Als iemand die hoort

Preek over Lucas 18:35-43

orde morgendienst
welkom
zingen: Opwekking 339
zingen: Opwekking 529
zingen: Opwekking 481
stil gebed
votum en groet
zingen: NGK 156,1.2.4
gebed
Schriftlezing 2 Samuel 5:6-8
preek over Lucas 18:35-43
zingen: Psalm 62,2.3
doopsformulier III
zingen: Opwekking 347
dopen Maureen Glasbergen
zingen: Opwekking 640
gebed
mededelingen
inzameling gaven
zingen: Psalm 98
zegen

We denken in deze adventstijd aan de komst van Jezus op aarde. En we verbinden dat deze keer met het thema van zorg en zorgzaamheid voor elkaar en anderen. Jezus kwam om te dienen en zijn leven te geven voor velen. Vorige week hebben we hier gehoord en meegemaakt hoe Jezus in ons midden is als iemand die dient, iemand die bedient zelfs. Hij dekt de tafel, ook de avondmaalstafel, hij geeft brood en wijn, hier en thuis, hij zorgt voor ons. Dat was een mooi vervolg over zorgzaamheid. Jezus als de goede Herder zorgt werkelijk voor ons. Dat is de grote bron voor al onze zorg voor elkaar en anderen. Als we Jezus werkelijk in ons midden zien en meemaken als iemand die dient, maakt dat ons ook mensen die dienen en zo nodig heel concreet bedienen, een tafel voor anderen dekken en Jezus’ gaven aan anderen doorgeven.

Vanmorgen een stapje verder, even een andere invalshoek: Jezus is ook in ons midden gekomen als iemand die hoort, die luistert en die doorvraagt ook. Dat is belangrijk, nietwaar, bij zorgen voor mensen, dat je echt naar hen luistert. In ons vrolijke hulpverlenersjargon heet dat de zorgvraag. Als je ergens een intake doet gaat het daar altijd om: wat is eigenlijk je zorgvraag? Waar wil je bij geholpen worden, wat voor soort zorg heb je nodig? In de bijbel vind je zulk jargon niet. Maar Jezus is hier wel erg goed in. Hij hoort mensen, hij luistert op alle niveaus naar wat ze zeggen en wat ze verzwijgen, wat ze roepen en wat ze doen, en geeft hen dan echt aandacht en wat ze nodig hebben. Hij is echt de Zoon van de God die luistert ook naar de kleinste stem die roept, zoals dat zo mooi genoemd wordt in Psalm 9 van de Psalmen voor Nu. Laten we dat eens even beluisteren zoals Lucas er over vertelt en we net gelezen hebben.

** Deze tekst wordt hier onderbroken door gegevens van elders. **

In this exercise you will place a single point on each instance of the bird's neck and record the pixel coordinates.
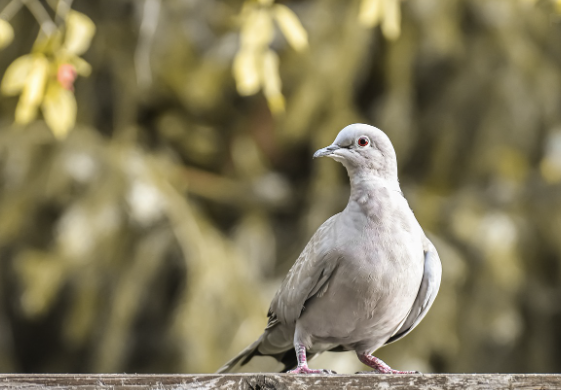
(366, 183)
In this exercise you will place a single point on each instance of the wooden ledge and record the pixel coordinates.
(279, 381)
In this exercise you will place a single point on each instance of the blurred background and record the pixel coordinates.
(149, 211)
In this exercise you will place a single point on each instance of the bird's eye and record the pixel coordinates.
(363, 141)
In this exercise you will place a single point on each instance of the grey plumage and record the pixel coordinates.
(366, 278)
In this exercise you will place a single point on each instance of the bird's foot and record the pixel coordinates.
(379, 367)
(307, 370)
(391, 371)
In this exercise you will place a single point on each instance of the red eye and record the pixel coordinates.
(363, 141)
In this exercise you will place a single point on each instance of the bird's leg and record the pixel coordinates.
(302, 367)
(379, 366)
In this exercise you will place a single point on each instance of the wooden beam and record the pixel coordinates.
(279, 382)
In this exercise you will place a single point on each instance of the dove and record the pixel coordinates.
(365, 279)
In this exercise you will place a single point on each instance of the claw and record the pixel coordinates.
(306, 370)
(391, 371)
(379, 367)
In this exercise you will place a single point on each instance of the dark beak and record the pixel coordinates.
(327, 151)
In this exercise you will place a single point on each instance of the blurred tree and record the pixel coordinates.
(151, 237)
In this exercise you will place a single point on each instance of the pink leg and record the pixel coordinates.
(379, 366)
(302, 367)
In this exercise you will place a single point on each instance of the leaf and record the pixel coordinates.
(79, 32)
(272, 83)
(59, 109)
(6, 33)
(25, 112)
(291, 27)
(34, 87)
(246, 72)
(371, 12)
(16, 75)
(83, 68)
(392, 20)
(257, 30)
(33, 90)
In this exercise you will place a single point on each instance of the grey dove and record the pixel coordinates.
(365, 279)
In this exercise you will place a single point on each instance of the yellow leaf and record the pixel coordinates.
(59, 109)
(246, 72)
(34, 87)
(6, 33)
(16, 75)
(271, 82)
(392, 20)
(257, 30)
(82, 67)
(79, 32)
(371, 12)
(291, 27)
(25, 112)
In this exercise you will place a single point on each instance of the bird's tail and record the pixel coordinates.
(252, 359)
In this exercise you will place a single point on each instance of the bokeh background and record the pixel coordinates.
(152, 237)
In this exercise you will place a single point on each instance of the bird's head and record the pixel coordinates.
(363, 149)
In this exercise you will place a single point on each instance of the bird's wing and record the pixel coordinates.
(309, 276)
(427, 292)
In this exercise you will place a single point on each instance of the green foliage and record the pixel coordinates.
(152, 236)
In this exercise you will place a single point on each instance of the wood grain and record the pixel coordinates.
(279, 381)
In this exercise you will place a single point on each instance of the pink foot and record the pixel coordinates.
(306, 370)
(379, 366)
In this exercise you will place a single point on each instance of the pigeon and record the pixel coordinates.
(365, 279)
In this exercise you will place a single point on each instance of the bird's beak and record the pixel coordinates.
(327, 151)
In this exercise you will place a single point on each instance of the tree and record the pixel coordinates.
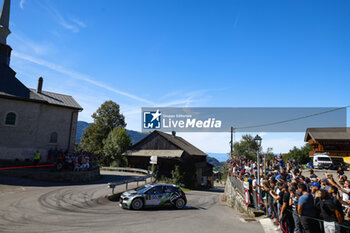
(269, 154)
(106, 118)
(117, 142)
(301, 155)
(177, 175)
(246, 147)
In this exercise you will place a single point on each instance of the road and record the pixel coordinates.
(32, 206)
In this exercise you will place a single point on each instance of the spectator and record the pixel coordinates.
(306, 210)
(330, 213)
(286, 216)
(37, 157)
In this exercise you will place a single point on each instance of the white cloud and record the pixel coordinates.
(79, 23)
(72, 24)
(21, 4)
(78, 76)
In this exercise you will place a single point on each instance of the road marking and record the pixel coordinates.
(268, 225)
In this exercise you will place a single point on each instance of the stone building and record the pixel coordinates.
(171, 150)
(31, 119)
(332, 141)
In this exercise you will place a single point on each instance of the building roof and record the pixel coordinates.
(179, 142)
(11, 87)
(327, 134)
(57, 99)
(182, 144)
(159, 153)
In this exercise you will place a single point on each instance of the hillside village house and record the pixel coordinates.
(31, 119)
(334, 141)
(171, 150)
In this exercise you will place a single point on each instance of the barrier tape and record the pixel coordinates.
(44, 165)
(259, 200)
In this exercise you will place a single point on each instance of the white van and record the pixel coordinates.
(322, 161)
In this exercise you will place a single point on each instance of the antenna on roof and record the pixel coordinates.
(4, 21)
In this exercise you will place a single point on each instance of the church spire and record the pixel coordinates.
(4, 21)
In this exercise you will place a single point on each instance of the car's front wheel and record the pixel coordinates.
(180, 203)
(137, 204)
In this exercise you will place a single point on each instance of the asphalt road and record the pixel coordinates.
(31, 206)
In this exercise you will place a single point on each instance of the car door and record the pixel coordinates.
(154, 195)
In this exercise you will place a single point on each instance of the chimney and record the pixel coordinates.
(40, 85)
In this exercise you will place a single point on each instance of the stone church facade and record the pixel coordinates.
(31, 119)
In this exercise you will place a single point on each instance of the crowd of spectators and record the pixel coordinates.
(76, 161)
(298, 202)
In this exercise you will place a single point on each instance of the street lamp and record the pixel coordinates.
(258, 140)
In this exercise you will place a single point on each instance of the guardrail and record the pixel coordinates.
(127, 169)
(127, 182)
(238, 184)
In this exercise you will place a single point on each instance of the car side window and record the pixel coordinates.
(169, 189)
(155, 190)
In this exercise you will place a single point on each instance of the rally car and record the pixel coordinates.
(153, 195)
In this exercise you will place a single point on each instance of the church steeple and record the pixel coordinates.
(5, 50)
(4, 21)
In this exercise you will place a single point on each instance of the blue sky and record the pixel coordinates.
(186, 53)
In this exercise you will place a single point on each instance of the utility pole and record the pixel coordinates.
(232, 142)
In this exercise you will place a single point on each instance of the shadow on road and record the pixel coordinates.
(18, 181)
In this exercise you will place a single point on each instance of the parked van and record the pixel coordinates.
(322, 161)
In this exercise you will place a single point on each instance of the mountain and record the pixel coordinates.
(82, 126)
(215, 162)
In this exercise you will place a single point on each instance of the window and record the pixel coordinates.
(53, 137)
(10, 118)
(155, 190)
(324, 159)
(169, 189)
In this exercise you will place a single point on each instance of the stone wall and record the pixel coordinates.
(235, 199)
(55, 176)
(35, 122)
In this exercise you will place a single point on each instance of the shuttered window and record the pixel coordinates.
(10, 118)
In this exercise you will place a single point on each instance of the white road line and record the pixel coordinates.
(268, 225)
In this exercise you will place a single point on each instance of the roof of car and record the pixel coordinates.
(158, 184)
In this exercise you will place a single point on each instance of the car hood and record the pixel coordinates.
(129, 193)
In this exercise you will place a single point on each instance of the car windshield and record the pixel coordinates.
(142, 188)
(324, 159)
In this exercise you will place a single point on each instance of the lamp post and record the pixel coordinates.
(257, 140)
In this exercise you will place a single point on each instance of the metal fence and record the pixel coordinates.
(238, 184)
(137, 180)
(253, 195)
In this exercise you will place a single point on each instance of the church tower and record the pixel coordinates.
(5, 50)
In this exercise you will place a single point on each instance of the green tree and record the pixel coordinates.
(177, 175)
(106, 118)
(246, 147)
(301, 155)
(269, 154)
(117, 142)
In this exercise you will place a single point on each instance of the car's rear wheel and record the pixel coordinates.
(137, 204)
(180, 203)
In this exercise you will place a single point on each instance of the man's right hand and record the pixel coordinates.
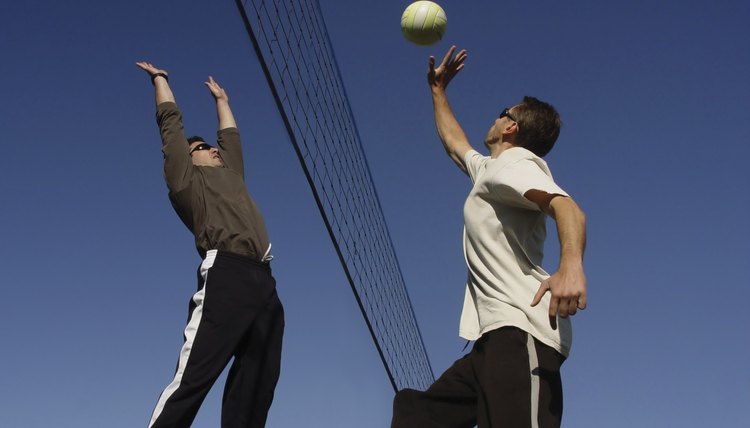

Jezus is op weg naar Jeruzalem, waar hij gevangen genomen en geëxecuteerd zal gaan worden. Zijn leerlingen begrijpen daar nog niets van. Ze denken dat ze naar Jeruzalem gaan om een triomftocht te houden. Jezus zal worden binnengehaald als koning en koning worden over Israël. Ze stappen stevig door, de weg is van hen, en vooral van Jezus. Uit de weg met alle ellende, dit wordt mooi. Maar dat blijkt zo gemakkelijk niet te gaan. In de buurt van Jericho is een stukje weg het domein van een blinde bedelaar (uit andere evangeliën weten we dat hij Bartimeüs heette, maar Lucas vindt die naam niet belangrijk, het gaat hem om een blinde). Hij zit daar dagelijks zijn kostje te verdienen met zijn geroep: Geef me toch iets, de Heer zal je zegenen! En Bartimeüs laat zich zijn recht van de straat niet zomaar ontnemen, zeker niet als hij in de gaten krijgt dat hier nog wel iets meer te krijgen is dan een euro. Het gevolg van koning Jezus kan proberen wat het wil, Bartimeüs schreeuwt de hele straat bij elkaar: Zoon van David, medelijden!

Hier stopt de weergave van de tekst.